Die Wahrheit über Radarwarner-Navis











Ein Navi ist heutzutage mehr als ein Pfadfinder, der einem hilft, von
Punkt A nach Punkt B zu kommen. Die Geräte zeigen hilfreicherweise
teilweise auch die Standorte von fixen Radarfallen. Doch genau diese
Funktion könnte den Lenkern Probleme bereiten. "Obwohl diese
Informationen durch die Temporeduktion vor Gefahrenstellen durchaus
sinnvoll im Sinne der Verkehrssicherheit sein können, ist der Einsatz
dieser Geräte in manchen Ländern verboten, beispielsweise in
Deutschland und in der Schweiz", klärt ÖAMTC-Juristin Verena Pronebner
auf.
















"Neben
Strafgeldern droht mancherorts sogar die Abnahme des Geräts." Damit es
nicht zu unliebsamen Strafen kommt, hier die geltenden Bestimmungen vom
ÖAMTC zusammengefasst:
Österreich: GPS-Navigationsgeräte mit einem
POI-Warner als "Ankündigungsfunktion" sind in Österreich erlaubt.

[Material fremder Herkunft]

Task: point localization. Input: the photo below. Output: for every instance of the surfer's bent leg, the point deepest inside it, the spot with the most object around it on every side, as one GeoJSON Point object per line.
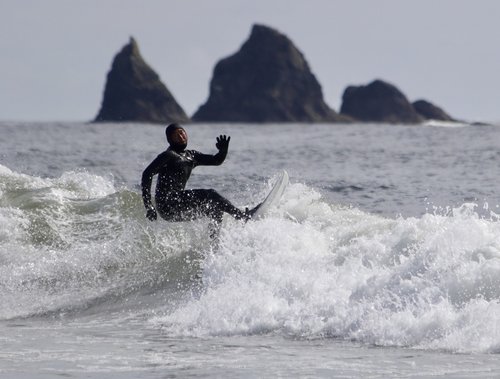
{"type": "Point", "coordinates": [191, 204]}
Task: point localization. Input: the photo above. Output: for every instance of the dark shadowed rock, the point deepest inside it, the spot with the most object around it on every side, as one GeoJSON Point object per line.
{"type": "Point", "coordinates": [378, 102]}
{"type": "Point", "coordinates": [267, 80]}
{"type": "Point", "coordinates": [134, 92]}
{"type": "Point", "coordinates": [430, 111]}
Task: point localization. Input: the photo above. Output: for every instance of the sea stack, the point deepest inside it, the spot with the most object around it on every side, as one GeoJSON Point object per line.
{"type": "Point", "coordinates": [267, 80]}
{"type": "Point", "coordinates": [430, 111]}
{"type": "Point", "coordinates": [378, 101]}
{"type": "Point", "coordinates": [134, 92]}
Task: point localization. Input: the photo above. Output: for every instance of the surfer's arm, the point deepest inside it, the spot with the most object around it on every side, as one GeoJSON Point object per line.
{"type": "Point", "coordinates": [217, 159]}
{"type": "Point", "coordinates": [147, 179]}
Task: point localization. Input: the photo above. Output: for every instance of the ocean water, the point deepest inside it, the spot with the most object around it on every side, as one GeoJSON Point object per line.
{"type": "Point", "coordinates": [381, 261]}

Verboten sind allerdings Radarwarngeräte, die aktiv über Funkwellen
Radarstandorte aufspüren. Die Einfuhr von solchen Geräten nach
Österreich oder der Besitz kann mit bis zu 4.000 Euro Strafe belegt
werden. Ein richtiges Warngerät darf von der Polizei beschlagnahmt
werden.
Schweiz und Deutschland: Alle Geräte, die vor
mobilen oder fest installierten Geschwindigkeitsmessstellen warnen,
sind verboten. Darunter fallen alle GPS-Navigationsgeräte, die eine
Radar-Warn-POI aktiviert haben - also beispielsweise Navigationssysteme
und entsprechend ausgestattete Mobiltelefone. Auch Gerätekombinationen
eines GPS-Gerätes mit einem Handy oder einem Notebook sind untersagt,
wenn sie über eine entsprechende Warnfunktion verfügen. Kann in der
Schweiz ein Polizist einem Autofahrer nachweisen, dass die
Warn-Funktion aktiviert ist, drohen mindestens 200 Euro Strafe.

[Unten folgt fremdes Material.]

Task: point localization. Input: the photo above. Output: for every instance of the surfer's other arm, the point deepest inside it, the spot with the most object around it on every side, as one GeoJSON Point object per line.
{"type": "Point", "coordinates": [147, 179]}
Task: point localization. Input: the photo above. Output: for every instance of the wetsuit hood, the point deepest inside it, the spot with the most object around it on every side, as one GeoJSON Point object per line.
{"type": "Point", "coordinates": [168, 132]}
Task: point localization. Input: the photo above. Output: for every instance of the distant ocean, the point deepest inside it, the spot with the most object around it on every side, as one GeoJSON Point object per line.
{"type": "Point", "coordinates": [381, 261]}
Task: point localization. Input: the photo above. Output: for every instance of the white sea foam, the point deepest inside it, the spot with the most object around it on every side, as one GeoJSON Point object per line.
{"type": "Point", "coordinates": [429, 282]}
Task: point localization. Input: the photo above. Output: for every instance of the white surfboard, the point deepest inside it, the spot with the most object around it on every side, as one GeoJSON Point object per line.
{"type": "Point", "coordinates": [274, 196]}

Ähnliches gilt in Deutschland: Hier droht ein Bußgeld von mindestens 75
Euro. Außerdem dürfen deutsche und Schweizer Polizisten die Geräte
sicherstellen und vernichten. "Die Konfiszierung eines Laptops ist
wirklich fatal, wenn dadurch alle darauf gespeicherten Daten verloren
gehen", sagt Pronebner.
Verboten sind Radarwarner außerdem in
Bosnien-Herzegowina, Irland, Mazedonien und Zypern. Unsicher
präsentiert sich die Rechtslage in Tschechien und Bulgarien: "Im
Zweifelsfall sollte man immer von einem Verbot ausgehen", sagt die
ÖAMTC-Juristin.
Erlaubt sind GPS-Navigationsgeräte mit
POI-Radarwarnern derzeit in Belgien, Dänemark, Finnland, Frankreich,
Großbritannien, Italien, Luxemburg, den Niederlanden, Norwegen,
Portugal, Russland, Schweden, Serbien, Slowenien, Spanien, Ungarn und
in der Slowakei.
So kann man sein Navi-Gerät trotz Radarwarner nutzen
"Unwissenheit
schützt vor Bestrafung nicht", stellt Pronebner klar. Vor der Fahrt ins
benachbarte Ausland sollten daher alle Autofahrer sicherstellen, dass
ihre Navi-Geräte keine Warn-POIs vor Straßenverkehrskontrollen
(Geschwindigkeit, Rotlicht, allgemeine Polizeikontrollen etc.)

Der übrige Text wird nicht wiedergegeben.